Local streets will also be impacted because the self-serving developer has failed to provide adequate off street parking, playing off the dubious concept of Transit Oriented Development where the BMW crowd will obviously flock to public transit.
This “Alien Implant” with its two soaring skyscrapers will destroy the look and feel of Hollywood, dwarfing the world- famous Capitol Records building. One of the slender towers is 55 stories (600 feet), four times the height of any other area building. This development on only 4.5 acres will overwhelm the local infrastructure, whether it is streets, sidewalks, water, electricity, and gas as well as the ability of the understaffed police and fire departments to respond to public safety and emergencies.
But the most distressing aspect of this monster development is the underhanded process by which a slick talking, money grubbing, New York-based developer with plenty of cash is trying to multiply the density of this project at the expense of Hollywood’s 190,000 residents.

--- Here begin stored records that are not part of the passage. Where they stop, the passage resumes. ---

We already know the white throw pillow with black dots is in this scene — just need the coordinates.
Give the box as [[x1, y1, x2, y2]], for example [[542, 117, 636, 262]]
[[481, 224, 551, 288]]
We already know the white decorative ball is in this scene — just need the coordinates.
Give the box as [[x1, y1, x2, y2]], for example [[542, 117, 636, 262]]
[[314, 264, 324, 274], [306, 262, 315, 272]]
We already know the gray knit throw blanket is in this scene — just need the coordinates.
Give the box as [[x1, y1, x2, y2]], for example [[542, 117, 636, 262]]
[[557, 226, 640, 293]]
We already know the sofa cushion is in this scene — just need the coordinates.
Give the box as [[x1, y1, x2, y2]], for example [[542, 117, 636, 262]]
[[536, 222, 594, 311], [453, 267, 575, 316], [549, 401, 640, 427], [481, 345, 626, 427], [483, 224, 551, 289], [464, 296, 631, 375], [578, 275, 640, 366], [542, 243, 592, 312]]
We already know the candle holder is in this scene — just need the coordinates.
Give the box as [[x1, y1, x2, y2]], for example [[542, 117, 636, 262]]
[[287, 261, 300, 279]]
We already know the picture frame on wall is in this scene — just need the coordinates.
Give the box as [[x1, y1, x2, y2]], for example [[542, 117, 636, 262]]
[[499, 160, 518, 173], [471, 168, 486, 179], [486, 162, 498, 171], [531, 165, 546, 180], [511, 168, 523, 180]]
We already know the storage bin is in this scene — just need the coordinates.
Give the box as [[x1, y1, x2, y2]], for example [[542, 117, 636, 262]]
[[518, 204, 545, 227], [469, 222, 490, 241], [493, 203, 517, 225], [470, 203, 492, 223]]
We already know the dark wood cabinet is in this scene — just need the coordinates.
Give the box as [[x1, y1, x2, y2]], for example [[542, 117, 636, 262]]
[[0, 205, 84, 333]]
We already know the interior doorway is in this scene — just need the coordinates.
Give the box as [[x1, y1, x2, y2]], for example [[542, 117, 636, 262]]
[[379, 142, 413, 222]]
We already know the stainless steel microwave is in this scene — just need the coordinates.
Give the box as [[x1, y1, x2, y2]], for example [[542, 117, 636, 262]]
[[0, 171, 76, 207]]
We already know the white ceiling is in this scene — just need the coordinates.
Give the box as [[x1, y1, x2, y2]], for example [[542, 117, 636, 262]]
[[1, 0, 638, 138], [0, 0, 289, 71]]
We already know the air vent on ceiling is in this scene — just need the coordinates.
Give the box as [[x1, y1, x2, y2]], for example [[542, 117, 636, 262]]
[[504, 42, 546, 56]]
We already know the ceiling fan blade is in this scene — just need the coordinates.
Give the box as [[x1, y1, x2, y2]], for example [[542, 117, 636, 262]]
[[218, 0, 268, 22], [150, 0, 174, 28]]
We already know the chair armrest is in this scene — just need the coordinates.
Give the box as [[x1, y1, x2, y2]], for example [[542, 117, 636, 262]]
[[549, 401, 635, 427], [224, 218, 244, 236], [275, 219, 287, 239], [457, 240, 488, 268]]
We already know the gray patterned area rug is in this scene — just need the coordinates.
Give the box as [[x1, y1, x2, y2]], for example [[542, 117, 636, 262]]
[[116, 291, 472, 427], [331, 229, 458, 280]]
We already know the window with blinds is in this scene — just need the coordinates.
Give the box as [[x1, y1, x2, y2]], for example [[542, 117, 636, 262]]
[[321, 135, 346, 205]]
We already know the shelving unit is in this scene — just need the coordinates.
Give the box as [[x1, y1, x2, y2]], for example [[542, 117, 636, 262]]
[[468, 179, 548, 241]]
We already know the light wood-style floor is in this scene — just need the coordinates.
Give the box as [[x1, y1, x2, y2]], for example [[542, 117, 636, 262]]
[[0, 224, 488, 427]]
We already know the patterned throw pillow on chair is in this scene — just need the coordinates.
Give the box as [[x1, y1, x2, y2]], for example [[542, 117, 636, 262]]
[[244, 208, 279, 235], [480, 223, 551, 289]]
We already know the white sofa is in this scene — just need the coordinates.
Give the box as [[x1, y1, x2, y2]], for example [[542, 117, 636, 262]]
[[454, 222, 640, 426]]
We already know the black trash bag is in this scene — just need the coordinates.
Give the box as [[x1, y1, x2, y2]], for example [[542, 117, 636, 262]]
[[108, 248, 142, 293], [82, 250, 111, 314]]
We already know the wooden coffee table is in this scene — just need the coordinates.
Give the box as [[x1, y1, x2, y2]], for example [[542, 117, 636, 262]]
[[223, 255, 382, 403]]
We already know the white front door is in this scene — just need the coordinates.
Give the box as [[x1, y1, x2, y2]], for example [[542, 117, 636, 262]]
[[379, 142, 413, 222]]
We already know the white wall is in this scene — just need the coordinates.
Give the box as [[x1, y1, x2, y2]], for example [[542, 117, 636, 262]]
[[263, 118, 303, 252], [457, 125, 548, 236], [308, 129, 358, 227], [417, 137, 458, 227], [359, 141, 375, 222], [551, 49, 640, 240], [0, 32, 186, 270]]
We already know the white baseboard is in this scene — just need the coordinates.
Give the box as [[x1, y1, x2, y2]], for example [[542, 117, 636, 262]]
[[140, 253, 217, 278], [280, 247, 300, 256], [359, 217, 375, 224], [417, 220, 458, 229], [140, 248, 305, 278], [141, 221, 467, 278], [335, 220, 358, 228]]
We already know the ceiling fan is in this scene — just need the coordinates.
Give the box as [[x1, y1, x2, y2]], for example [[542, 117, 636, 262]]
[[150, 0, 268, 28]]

Rather than proceed with the Hollywood Millennium Project, the City Council should reject this disproportionately large project, revise the recently approved Hollywood Community Plan that was based on flawed population assumptions, and redo the traffic study so that it complies with the state environmental laws and takes into account the impact of the 58 projects that are planned for Hollywood.
While Hollywood’s battle to preserve its community is not our fight, the same forces that want to destroy its very fabric will surely be looking to develop oversized and out-of- character developments in our neighborhood.
Hollywood’s battle of today is our battle of tomorrow. We need to stick together.To get involved, join Councilmen Tom LaBonge and Eric Garcetti in opposing this monstrosity.